Does anyone know information about anyone who has successfully implemented integer prime factorization on the GPU (with performance improvements over CPU)?

CUDA 1.0 has 64 bit integer support (from the changelog), but I’m talking about 1024+ bit integers. Arithmetic on 1024 bit integers can probably be emulated using 64 bit integers, but there probably wont be too much of a performance benefit. I’m scouring the internet for links on this topic. If anyone has some additional information, that would be useful.

I guess emulating 1024 bit integer arithmetics via 64bit integers (after all we are talking about of factor 16) will give a performance hit. But the most painful will not be the increase number of ops, but the memory overhead as you will need to read 16x more data for one integer. If the code is already bandwidth limited, you most probably will get at least 16x slower performance. If the code is computation limited … do not know, but this sounds like something to experiment with.

Actually you don’t need to implement 1024-bit arithmetic to be able to do integer factorization (well, if you don’t use trial division for numbers of such size :) ).

I believe that most time consuming part of modern factorization algorithms — sieving — can be done on GPU with significant speedup, but it may require double precison support. ANyway, I’m not aware of any public information on this topic.

Sieving requires floating point operation, AFAIK. I’m not sure if single precision wil be good enough for it. Sorry, I don’t have very deep knowlegdge of NFS algorithms, I’m just sharing my thougts :)

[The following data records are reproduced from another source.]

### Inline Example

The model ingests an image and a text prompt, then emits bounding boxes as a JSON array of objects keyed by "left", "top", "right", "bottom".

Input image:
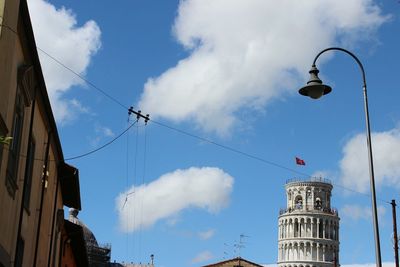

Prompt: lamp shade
[{"left": 299, "top": 65, "right": 332, "bottom": 99}]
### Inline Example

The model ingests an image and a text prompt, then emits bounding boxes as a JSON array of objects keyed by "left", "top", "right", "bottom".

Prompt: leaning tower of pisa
[{"left": 278, "top": 178, "right": 340, "bottom": 267}]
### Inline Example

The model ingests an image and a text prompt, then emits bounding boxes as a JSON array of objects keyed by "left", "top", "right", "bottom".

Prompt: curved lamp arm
[
  {"left": 313, "top": 47, "right": 367, "bottom": 87},
  {"left": 299, "top": 47, "right": 382, "bottom": 267}
]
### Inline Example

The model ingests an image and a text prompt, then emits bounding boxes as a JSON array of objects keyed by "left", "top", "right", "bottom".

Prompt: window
[
  {"left": 24, "top": 138, "right": 36, "bottom": 210},
  {"left": 0, "top": 0, "right": 6, "bottom": 36},
  {"left": 0, "top": 115, "right": 8, "bottom": 172},
  {"left": 15, "top": 237, "right": 25, "bottom": 267},
  {"left": 6, "top": 90, "right": 24, "bottom": 198}
]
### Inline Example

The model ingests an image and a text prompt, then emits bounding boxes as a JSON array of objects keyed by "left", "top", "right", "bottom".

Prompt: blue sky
[{"left": 29, "top": 0, "right": 400, "bottom": 267}]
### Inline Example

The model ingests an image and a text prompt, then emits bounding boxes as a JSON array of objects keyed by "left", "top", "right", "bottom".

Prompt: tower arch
[{"left": 278, "top": 178, "right": 340, "bottom": 267}]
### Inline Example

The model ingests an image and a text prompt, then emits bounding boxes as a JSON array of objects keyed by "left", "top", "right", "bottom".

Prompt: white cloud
[
  {"left": 192, "top": 251, "right": 214, "bottom": 263},
  {"left": 198, "top": 229, "right": 215, "bottom": 240},
  {"left": 28, "top": 0, "right": 100, "bottom": 123},
  {"left": 138, "top": 0, "right": 388, "bottom": 135},
  {"left": 116, "top": 167, "right": 233, "bottom": 232},
  {"left": 340, "top": 128, "right": 400, "bottom": 192},
  {"left": 340, "top": 205, "right": 386, "bottom": 221}
]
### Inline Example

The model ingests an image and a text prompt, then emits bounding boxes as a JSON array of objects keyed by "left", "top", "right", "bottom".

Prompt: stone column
[{"left": 310, "top": 218, "right": 314, "bottom": 237}]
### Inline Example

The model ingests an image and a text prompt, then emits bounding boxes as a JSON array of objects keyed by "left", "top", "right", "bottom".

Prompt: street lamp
[{"left": 299, "top": 47, "right": 382, "bottom": 267}]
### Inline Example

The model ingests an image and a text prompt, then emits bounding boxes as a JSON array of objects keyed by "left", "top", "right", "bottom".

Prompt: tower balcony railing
[
  {"left": 279, "top": 205, "right": 339, "bottom": 216},
  {"left": 286, "top": 177, "right": 332, "bottom": 184}
]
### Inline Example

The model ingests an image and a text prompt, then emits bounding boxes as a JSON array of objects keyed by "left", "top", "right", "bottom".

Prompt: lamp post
[{"left": 299, "top": 47, "right": 382, "bottom": 267}]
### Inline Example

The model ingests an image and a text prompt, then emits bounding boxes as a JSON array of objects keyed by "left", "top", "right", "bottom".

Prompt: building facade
[
  {"left": 0, "top": 0, "right": 81, "bottom": 267},
  {"left": 278, "top": 178, "right": 340, "bottom": 267}
]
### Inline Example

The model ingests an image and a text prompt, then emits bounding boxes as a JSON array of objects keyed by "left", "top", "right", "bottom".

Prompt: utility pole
[{"left": 390, "top": 199, "right": 399, "bottom": 267}]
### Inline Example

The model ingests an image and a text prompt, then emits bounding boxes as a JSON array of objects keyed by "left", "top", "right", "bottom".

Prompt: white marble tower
[{"left": 278, "top": 178, "right": 340, "bottom": 267}]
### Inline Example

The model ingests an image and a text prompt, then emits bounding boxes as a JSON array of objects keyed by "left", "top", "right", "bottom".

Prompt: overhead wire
[
  {"left": 64, "top": 121, "right": 137, "bottom": 161},
  {"left": 139, "top": 123, "right": 147, "bottom": 258}
]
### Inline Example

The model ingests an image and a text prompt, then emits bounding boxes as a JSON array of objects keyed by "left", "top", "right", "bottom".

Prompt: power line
[
  {"left": 36, "top": 46, "right": 129, "bottom": 109},
  {"left": 64, "top": 120, "right": 137, "bottom": 161},
  {"left": 0, "top": 24, "right": 391, "bottom": 207}
]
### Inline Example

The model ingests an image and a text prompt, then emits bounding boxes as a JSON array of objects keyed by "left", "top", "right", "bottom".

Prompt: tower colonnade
[{"left": 278, "top": 178, "right": 340, "bottom": 267}]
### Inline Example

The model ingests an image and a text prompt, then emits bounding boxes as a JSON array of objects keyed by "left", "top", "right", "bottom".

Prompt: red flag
[{"left": 296, "top": 157, "right": 306, "bottom": 165}]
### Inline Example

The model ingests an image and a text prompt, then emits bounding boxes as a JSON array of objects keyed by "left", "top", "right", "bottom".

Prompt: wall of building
[{"left": 0, "top": 0, "right": 79, "bottom": 266}]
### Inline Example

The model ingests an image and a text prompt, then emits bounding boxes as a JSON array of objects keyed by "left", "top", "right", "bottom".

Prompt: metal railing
[
  {"left": 286, "top": 177, "right": 332, "bottom": 184},
  {"left": 279, "top": 205, "right": 339, "bottom": 216}
]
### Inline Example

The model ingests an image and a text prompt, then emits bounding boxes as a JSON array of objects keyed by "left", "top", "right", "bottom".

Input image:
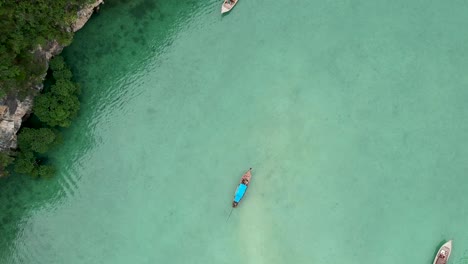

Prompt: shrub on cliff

In Mersenne Prime searches, such as GIMPS, they actually use an FFT to do multiplication of very large integers (billions of digits) efficiently. FFT-based large integer multiplication is important in this case because it has time complexity O(n log(n) log(log(n))), rather than O(n^2).

Using an FFT this way requires a certain level of floating point precision to ensure that round-off error doesn’t taint the final answer. GIMPS is getting close to the limit of double precision FFTs, and may have to switch to quad precision in order to multiply even bigger numbers.

Number field sieve methods may use similar tricks, but I don’t know anything about those.